The Self-Respect Movement must be distinguished from the Justice Party, with which it is frequently conflated: the Justice Party was an elite, electorally oriented non-Brahmin formation of professionals and landholders concerned with proportional representation in colonial administration, whereas the Self-Respect Movement was a mass social-reform crusade hostile to religion and caste at their roots. It also diverges from the Brahmo Samaj and Arya Samaj of northern and western India, which sought to reform Hinduism from within by returning to a purified scriptural core; Periyar's movement rejected the legitimacy of Hindu scripture altogether. It contrasts equally with B. R. Ambedkar's Dalit emancipation project, which shared anti-caste aims but operated through constitutional law and ultimately religious conversion to Buddhism rather than Dravidian rationalism and atheism.
Controversies attend the movement's legacy. Periyar's rhetorical attacks on Hindu deities and his iconoclastic demonstrations remain contentious, and critics characterise the Dravidian framing as an essentialist Aryan-Dravidian racial dichotomy. His occasional sympathy with Pakistan-style separatism produced the demand for a sovereign "Dravida Nadu," abandoned after the Sixteenth Amendment to the Constitution (1963) prohibited secessionist advocacy. Contemporary debate also revisits the movement's record on Dalit inclusion, with scholars noting tensions between its non-Brahmin backward-caste base and the most oppressed communities. Nonetheless, the movement's substantive achievements—communal reservations, the rationalist temper of Tamil public life, and the social-justice idiom of state politics—are durable.
For the working practitioner—particularly the UPSC aspirant addressing GS Paper I themes on social reform and modern Indian history—the Self-Respect Movement exemplifies a regionally distinct, anti-caste and rationalist strand that operated outside the Congress-led nationalist mainstream and reshaped the politics of an entire state. It illustrates how social reform, linguistic identity, and electoral mobilisation can fuse, and how a non-electoral cultural campaign can seed enduring party systems. Understanding its distinction from the Justice Party, the Brahmo and Arya Samajes, and Ambedkarite politics is essential for analytically precise treatment of India's plural reformist traditions.
Example
In November 1925, E. V. Ramasamy "Periyar" resigned from the Indian National Congress at Kanchipuram and launched the Self-Respect Movement, soon founding the weekly Kudi Arasu to propagate its anti-caste agenda.

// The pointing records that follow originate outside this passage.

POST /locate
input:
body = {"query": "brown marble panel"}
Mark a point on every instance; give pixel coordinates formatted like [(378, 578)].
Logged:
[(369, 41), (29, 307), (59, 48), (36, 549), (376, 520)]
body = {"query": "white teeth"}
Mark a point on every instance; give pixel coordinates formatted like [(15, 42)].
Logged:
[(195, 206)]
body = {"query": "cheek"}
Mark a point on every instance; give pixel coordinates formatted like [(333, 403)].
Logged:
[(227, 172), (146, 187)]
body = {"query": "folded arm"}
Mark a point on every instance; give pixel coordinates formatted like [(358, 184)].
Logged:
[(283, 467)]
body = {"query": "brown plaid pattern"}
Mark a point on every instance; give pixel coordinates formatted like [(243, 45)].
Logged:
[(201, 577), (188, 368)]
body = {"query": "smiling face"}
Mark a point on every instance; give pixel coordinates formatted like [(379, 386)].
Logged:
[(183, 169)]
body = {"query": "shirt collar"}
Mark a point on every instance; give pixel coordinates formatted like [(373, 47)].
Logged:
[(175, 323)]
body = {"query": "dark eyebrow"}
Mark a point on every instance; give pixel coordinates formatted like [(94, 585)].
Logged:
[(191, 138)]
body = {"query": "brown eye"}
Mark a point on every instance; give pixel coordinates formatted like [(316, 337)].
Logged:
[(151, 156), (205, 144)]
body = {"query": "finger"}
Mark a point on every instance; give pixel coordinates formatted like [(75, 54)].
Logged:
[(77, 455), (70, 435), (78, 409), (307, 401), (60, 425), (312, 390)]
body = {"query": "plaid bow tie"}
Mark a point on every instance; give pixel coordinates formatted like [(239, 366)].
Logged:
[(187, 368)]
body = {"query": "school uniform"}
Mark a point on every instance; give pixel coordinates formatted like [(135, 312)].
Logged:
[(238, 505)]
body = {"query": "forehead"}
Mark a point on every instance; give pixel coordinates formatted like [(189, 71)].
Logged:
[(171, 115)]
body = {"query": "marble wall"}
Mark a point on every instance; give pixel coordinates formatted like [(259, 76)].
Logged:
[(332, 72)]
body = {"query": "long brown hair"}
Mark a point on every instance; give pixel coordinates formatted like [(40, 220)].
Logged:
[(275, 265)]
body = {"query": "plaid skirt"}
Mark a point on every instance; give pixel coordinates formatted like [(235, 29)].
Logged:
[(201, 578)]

Frequently asked questions
The Justice Party (founded 1916) was an elite, electorally focused non-Brahmin organisation seeking proportional representation in colonial administration. The Self-Respect Movement was a mass social-reform crusade that attacked caste and religion at their roots. Periyar took over the Justice Party in 1938 and converted it into the Dravidar Kazhagam in 1944.